High-end Biologics Developer

Global Pharmaceutical R&D and Production Company
SAN FRANCISCO, Indianapolis and SUZHOU, China, March 28, 2022 /PRNewswire/ -- Innovent Bio (HKEX: 01801), a biopharmaceutical company dedicated to the research, development, manufacturing, and commercialization of innovative medicines for the treatment of major diseases such as oncology, metabolic disorders, and autoimmune diseases, announced today with Eli Lilly and Company (NYSE: LLY) that, driven by their shared vision of making innovative medicines accessible to more patients in China and leveraging their respective strengths for mutual benefit, both parties will deepen their strategic collaboration and have reached an agreement on the following terms:
i) Innovent Bio obtains the rights to import, sell, promote, and distribute Cyramza in mainland China.®(Ramucirumab) and Retsevmo®(Seputini) exclusive commercial rights after approval, and;
ii) Grant Innovent Bio the right of first negotiation for the future commercialization rights of Pirtobrutinib in China.
Cyramza®(Ramucirumab) is the first treatment regimen approved by the U.S. Food and Drug Administration (FDA) for patients with advanced or metastatic gastric or gastroesophageal junction (GEJ) adenocarcinoma after chemotherapy, and it is also the first biomarker-driven therapy approved by the FDA for patients with advanced hepatocellular carcinoma (HCC). In China, the National Medical Products Administration (NMPA) approved Cyramza in March 2022.®(Ramucirumab) in combination with paclitaxel for the treatment of patients with advanced gastric or gastroesophageal junction adenocarcinoma who have experienced disease progression during or after fluoropyrimidine- or platinum-containing chemotherapy, has become the first and only targeted drug approved in China for second-line treatment of advanced gastric cancer, and was accepted in September 2021 as Cyramza.®(Ramucirumab) New indication marketing application as a second-line therapy for hepatocellular carcinoma patients with alpha-fetoprotein (AFP) ≥400ng/ml who have previously received sorafenib treatment. Gastric cancer and liver cancer are the third and fifth most common cancers in China, with approximately 900,000 new cases annually. Most patients experience disease progression after existing first-line treatments, indicating an unmet need for advanced-stage therapies. Cyramza®(Ramucirumab) can provide more treatment options for these patients.

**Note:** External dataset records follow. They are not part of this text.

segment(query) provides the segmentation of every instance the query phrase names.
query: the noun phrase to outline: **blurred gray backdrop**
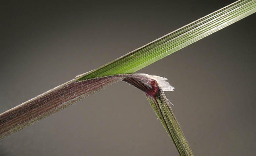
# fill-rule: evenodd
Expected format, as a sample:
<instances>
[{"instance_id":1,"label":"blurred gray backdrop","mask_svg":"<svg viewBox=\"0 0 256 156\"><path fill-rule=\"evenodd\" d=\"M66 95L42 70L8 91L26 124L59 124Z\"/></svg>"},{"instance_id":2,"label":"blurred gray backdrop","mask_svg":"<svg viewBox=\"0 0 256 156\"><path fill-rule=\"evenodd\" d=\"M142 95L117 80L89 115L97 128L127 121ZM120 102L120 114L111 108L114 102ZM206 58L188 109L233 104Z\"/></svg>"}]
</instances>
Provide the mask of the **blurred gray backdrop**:
<instances>
[{"instance_id":1,"label":"blurred gray backdrop","mask_svg":"<svg viewBox=\"0 0 256 156\"><path fill-rule=\"evenodd\" d=\"M233 2L16 1L0 5L1 113ZM137 72L175 88L166 96L195 155L256 152L255 17ZM178 154L123 82L0 140L1 156Z\"/></svg>"}]
</instances>

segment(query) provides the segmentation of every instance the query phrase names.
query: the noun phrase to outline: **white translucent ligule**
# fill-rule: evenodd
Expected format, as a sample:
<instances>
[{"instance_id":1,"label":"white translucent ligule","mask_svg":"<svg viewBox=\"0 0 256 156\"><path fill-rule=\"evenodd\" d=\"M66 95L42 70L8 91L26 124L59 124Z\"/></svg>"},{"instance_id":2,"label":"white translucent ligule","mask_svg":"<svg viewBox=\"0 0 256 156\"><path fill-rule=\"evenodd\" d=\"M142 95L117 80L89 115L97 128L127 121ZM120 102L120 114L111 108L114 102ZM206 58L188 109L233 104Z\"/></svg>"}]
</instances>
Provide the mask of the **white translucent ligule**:
<instances>
[{"instance_id":1,"label":"white translucent ligule","mask_svg":"<svg viewBox=\"0 0 256 156\"><path fill-rule=\"evenodd\" d=\"M155 75L150 75L148 74L138 74L148 77L154 79L158 84L159 86L161 88L163 91L173 91L175 88L171 86L168 82L166 81L167 79L165 77L157 76Z\"/></svg>"}]
</instances>

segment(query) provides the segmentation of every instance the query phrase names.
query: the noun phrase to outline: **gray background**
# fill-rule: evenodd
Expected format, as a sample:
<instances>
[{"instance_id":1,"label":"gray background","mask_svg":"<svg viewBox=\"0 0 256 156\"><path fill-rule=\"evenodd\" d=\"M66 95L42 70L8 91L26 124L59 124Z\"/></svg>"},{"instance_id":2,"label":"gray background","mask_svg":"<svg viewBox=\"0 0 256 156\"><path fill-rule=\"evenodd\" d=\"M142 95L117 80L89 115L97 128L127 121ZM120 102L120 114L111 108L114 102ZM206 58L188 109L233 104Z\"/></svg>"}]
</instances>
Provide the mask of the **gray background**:
<instances>
[{"instance_id":1,"label":"gray background","mask_svg":"<svg viewBox=\"0 0 256 156\"><path fill-rule=\"evenodd\" d=\"M2 2L0 111L233 2ZM256 152L256 17L137 72L175 88L166 95L195 155ZM143 93L123 82L0 140L1 156L170 155Z\"/></svg>"}]
</instances>

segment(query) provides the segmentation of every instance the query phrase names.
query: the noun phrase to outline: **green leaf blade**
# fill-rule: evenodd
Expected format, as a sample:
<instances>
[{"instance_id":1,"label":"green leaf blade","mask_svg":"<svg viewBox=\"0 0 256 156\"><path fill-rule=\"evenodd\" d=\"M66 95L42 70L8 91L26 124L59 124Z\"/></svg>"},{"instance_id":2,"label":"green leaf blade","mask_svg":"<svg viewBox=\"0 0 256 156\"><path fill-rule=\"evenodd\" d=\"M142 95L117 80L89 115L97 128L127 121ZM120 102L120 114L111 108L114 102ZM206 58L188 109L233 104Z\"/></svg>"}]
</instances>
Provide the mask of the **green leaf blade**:
<instances>
[{"instance_id":1,"label":"green leaf blade","mask_svg":"<svg viewBox=\"0 0 256 156\"><path fill-rule=\"evenodd\" d=\"M80 76L131 73L256 12L256 0L236 1Z\"/></svg>"}]
</instances>

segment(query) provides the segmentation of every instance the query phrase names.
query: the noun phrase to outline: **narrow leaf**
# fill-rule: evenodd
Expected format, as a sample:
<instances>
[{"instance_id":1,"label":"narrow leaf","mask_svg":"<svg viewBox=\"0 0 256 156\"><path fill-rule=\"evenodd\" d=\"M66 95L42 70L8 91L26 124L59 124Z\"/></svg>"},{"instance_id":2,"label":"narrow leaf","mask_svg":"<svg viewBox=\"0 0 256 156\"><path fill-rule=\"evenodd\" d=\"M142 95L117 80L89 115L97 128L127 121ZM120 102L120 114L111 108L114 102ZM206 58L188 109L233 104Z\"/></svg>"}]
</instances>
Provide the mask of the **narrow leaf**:
<instances>
[{"instance_id":1,"label":"narrow leaf","mask_svg":"<svg viewBox=\"0 0 256 156\"><path fill-rule=\"evenodd\" d=\"M81 75L79 80L133 73L256 12L256 0L235 2Z\"/></svg>"}]
</instances>

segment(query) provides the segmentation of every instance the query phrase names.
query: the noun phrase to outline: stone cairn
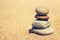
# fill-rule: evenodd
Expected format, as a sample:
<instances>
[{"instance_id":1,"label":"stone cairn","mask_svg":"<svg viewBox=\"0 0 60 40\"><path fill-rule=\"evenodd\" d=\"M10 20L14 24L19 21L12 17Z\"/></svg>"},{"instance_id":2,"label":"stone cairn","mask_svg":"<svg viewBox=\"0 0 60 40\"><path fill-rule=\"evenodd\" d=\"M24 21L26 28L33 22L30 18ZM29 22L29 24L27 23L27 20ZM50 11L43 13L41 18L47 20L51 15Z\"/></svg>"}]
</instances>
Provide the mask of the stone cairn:
<instances>
[{"instance_id":1,"label":"stone cairn","mask_svg":"<svg viewBox=\"0 0 60 40\"><path fill-rule=\"evenodd\" d=\"M49 17L47 14L49 13L49 9L46 7L37 7L35 9L36 15L35 15L35 21L32 23L32 29L30 29L30 33L36 33L36 34L51 34L54 32L53 28L50 25Z\"/></svg>"}]
</instances>

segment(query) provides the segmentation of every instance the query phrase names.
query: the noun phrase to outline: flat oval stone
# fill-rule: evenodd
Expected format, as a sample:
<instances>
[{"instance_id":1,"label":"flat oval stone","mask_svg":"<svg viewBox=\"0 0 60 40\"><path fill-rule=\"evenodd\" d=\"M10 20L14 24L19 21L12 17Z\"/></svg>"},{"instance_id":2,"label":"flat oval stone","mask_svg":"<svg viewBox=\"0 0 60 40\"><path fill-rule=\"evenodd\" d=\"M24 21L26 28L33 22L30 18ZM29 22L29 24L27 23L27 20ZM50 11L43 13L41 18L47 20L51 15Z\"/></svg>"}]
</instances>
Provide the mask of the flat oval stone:
<instances>
[{"instance_id":1,"label":"flat oval stone","mask_svg":"<svg viewBox=\"0 0 60 40\"><path fill-rule=\"evenodd\" d=\"M49 19L48 16L35 16L35 18L37 18L37 19L44 19L44 20Z\"/></svg>"},{"instance_id":2,"label":"flat oval stone","mask_svg":"<svg viewBox=\"0 0 60 40\"><path fill-rule=\"evenodd\" d=\"M49 21L38 21L38 20L35 20L32 23L32 26L34 26L36 28L47 28L47 27L50 26L50 22Z\"/></svg>"},{"instance_id":3,"label":"flat oval stone","mask_svg":"<svg viewBox=\"0 0 60 40\"><path fill-rule=\"evenodd\" d=\"M46 8L46 7L37 7L35 9L35 11L38 13L38 14L48 14L49 13L49 9Z\"/></svg>"},{"instance_id":4,"label":"flat oval stone","mask_svg":"<svg viewBox=\"0 0 60 40\"><path fill-rule=\"evenodd\" d=\"M50 27L48 27L46 29L31 29L30 31L32 33L47 35L47 34L53 33L54 32L54 29L50 26Z\"/></svg>"}]
</instances>

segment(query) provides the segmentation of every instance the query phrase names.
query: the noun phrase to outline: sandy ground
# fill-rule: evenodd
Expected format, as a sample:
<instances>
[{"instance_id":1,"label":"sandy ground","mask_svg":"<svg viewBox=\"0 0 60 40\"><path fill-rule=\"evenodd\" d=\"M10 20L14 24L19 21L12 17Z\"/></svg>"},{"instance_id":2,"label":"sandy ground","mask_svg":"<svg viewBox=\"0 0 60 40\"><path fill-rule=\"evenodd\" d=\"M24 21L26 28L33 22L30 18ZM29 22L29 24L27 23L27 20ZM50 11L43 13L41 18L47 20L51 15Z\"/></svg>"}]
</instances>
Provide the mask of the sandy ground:
<instances>
[{"instance_id":1,"label":"sandy ground","mask_svg":"<svg viewBox=\"0 0 60 40\"><path fill-rule=\"evenodd\" d=\"M38 6L49 8L54 34L29 34ZM0 40L60 40L59 17L60 0L0 0Z\"/></svg>"}]
</instances>

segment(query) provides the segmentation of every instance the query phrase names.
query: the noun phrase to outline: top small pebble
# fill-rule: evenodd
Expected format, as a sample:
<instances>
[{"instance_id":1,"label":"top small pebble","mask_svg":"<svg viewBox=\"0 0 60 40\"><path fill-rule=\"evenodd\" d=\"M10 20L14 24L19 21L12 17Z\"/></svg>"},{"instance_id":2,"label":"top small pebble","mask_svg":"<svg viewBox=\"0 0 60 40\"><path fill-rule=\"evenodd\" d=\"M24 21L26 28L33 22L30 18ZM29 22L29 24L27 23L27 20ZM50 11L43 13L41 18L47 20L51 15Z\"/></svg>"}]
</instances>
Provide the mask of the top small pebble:
<instances>
[{"instance_id":1,"label":"top small pebble","mask_svg":"<svg viewBox=\"0 0 60 40\"><path fill-rule=\"evenodd\" d=\"M35 9L36 13L38 14L48 14L49 13L49 9L46 7L37 7Z\"/></svg>"}]
</instances>

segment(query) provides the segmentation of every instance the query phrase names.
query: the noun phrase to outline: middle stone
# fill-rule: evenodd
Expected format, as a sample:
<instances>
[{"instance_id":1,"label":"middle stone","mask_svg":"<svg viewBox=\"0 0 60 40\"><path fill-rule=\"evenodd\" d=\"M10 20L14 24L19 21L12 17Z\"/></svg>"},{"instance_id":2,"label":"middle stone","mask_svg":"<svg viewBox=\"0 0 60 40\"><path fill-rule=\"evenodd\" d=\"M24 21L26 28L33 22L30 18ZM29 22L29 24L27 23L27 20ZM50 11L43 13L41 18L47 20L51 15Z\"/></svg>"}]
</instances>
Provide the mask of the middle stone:
<instances>
[{"instance_id":1,"label":"middle stone","mask_svg":"<svg viewBox=\"0 0 60 40\"><path fill-rule=\"evenodd\" d=\"M32 26L33 27L36 27L36 28L47 28L50 26L50 22L49 21L38 21L38 20L35 20L33 23L32 23Z\"/></svg>"}]
</instances>

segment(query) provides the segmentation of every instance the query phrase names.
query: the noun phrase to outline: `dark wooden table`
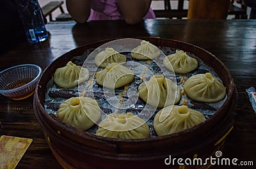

Retsevmo®(Selpercatinib) is a highly selective and potent rearranged during transfection (RET) inhibitor, and it is the first FDA-approved therapy (brand name Retevmo) specifically for treating adult patients with metastatic RET fusion-positive non-small cell lung cancer (NSCLC), adult and pediatric patients aged 12 years and older with advanced or metastatic RET-mutant medullary thyroid cancer (MTC) who require systemic therapy, and patients with advanced or metastatic RET fusion-positive thyroid cancer who require systemic therapy and are radioactive iodine-refractory (if appropriate). In China, the NMPA accepted Retsevmo in August 2021.®(Selpercatinib) for the above-mentioned indications has been granted a priority review status for its new drug application.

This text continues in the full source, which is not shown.